Comments on natural language processing blog: A bad optimizer is not a good thing

With respect to the initialization example, I don&...

2016-05-18T00:38:02.604-06:00

With respect to the initialization example, I don't think you can have a "black box" analysis: optimization methods are so different e.g. gradient descent which regularizes towards the initial point vs. bundle method (without line search) which will jump around all over the place until it proves that the optimum is not hiding in some corner. But for GD it's pretty straightforward to show the relationship between initialization and early stopping vs regularization towards the initial point (for some lambda that decays with the number of steps).

In the embedding example, you have two ways to fix the problem: (a) rely on a bad optimizer (b) fix your objective. In your example you can add constraints to your objective inspired by approaches like PCA and CCA: by adding the requirement that the embedded english and japanese have the identity as second moment the trivial solution disappears.

The variational autoencoder does something similar (iirc the objective includes a kl divergence from standard multivariate Gaussian penalty (for the embedding).

The topic model example also has an underspecified objective. One way to fix is to order the topics: the first topic is the most popular one. This is exactly the same trick people use with eigenvectors (where popularity is the eigenvalue). The "topics as tensor eigenvectors" view is proving helpful sometimes...

Here is an old example of optimization problem for...

2016-05-17T15:11:00.652-06:00

Here is an old example of optimization problem for which one hopes that the optimizer will not find the degenerate global maximum: a mixture of Gaussians....

Yup. What I always tell people: If you suspect th...

2016-05-15T10:56:39.148-06:00

Yup. What I always tell people: If you suspect that the answer is close to θ₀, then you should modify your objective function to regularize toward θ₀, typically by adding a multiple of ||θ-θ₀||². It's then certainly reasonable to initialize the optimizer at the regularizer's favorite point, θ = θ₀. But you shouldn't skip the regularization term and use only initialization to inject this prior knowledge, because that relies on a broken optimizer. A sufficiently good optimizer won't be sensitive to initialization!

Probably a more sound alternative to "clever ...

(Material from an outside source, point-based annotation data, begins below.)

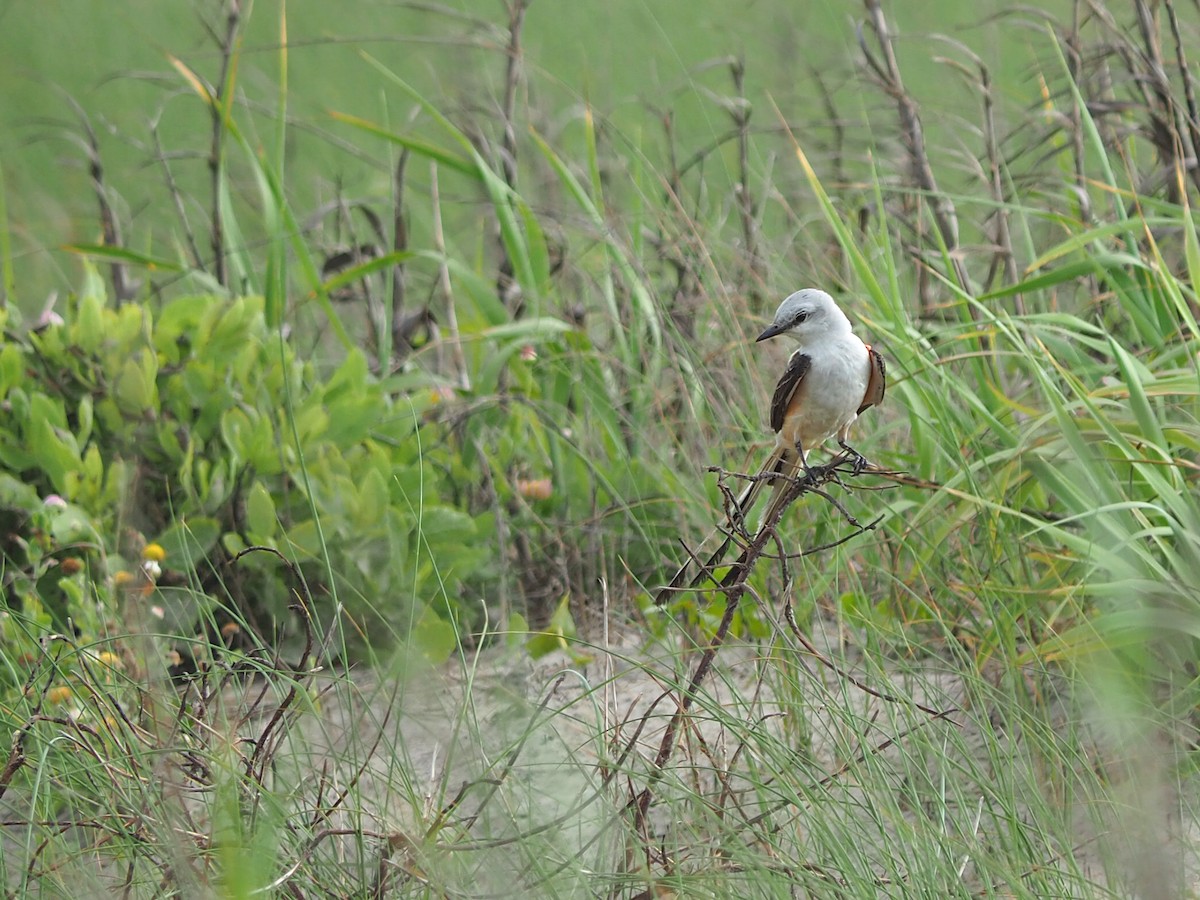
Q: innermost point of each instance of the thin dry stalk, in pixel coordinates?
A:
(888, 75)
(216, 145)
(439, 245)
(733, 586)
(399, 271)
(177, 198)
(739, 111)
(505, 288)
(123, 288)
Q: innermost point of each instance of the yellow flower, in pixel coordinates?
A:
(534, 489)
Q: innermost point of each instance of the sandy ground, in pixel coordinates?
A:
(499, 775)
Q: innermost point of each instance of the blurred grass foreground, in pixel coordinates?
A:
(383, 336)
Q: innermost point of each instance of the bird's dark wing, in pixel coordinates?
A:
(789, 383)
(877, 383)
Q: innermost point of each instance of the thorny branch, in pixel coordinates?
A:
(733, 586)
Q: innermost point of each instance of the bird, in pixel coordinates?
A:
(831, 379)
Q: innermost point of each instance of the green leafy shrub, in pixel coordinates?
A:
(197, 429)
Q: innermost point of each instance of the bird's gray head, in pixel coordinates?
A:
(808, 313)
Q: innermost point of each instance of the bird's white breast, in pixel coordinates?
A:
(833, 390)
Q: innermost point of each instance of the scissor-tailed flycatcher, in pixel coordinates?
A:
(829, 381)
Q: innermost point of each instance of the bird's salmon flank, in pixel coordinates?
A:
(829, 381)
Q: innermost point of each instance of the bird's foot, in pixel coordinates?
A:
(858, 462)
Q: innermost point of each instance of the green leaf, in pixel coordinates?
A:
(189, 540)
(261, 517)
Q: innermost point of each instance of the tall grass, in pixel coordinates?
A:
(999, 696)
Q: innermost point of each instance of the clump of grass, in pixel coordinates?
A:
(1006, 649)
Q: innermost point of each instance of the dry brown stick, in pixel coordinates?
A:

2016-05-14T11:41:38.489-06:00

Probably a more sound alternative to "clever initialization" for doing some sort of transfer learning are multi-channel architectures, where you can provide several different embedding representations of your input sentences (e.g. random, word2vec, GloVe) and eventually leave some of them fixed. Does this sound ok?

A third response might be curriculum learning (but...

2016-05-14T09:32:46.728-06:00

A third response might be curriculum learning (but maybe curriculum learning is a refinement of your initialization response). Certainly, the idea that success in learning (not just speed) should have some sort of dependence on the order that training is presented is not unreasonable. Of course, iterative "bad optimization" is an unsatisfying way to instantiate this (how should we analyze it?), but it's currently the only game in town, and it's not unreasonable that real learners we're trying to imitate are, themselves, bad optimizers (I know I am). I guess it wouldn't surprise me that even if we had a perfect optimizer, we still might find that bad optimizers + curricula (or something like that) might be a good idea practically, and perhaps for interesting reasons.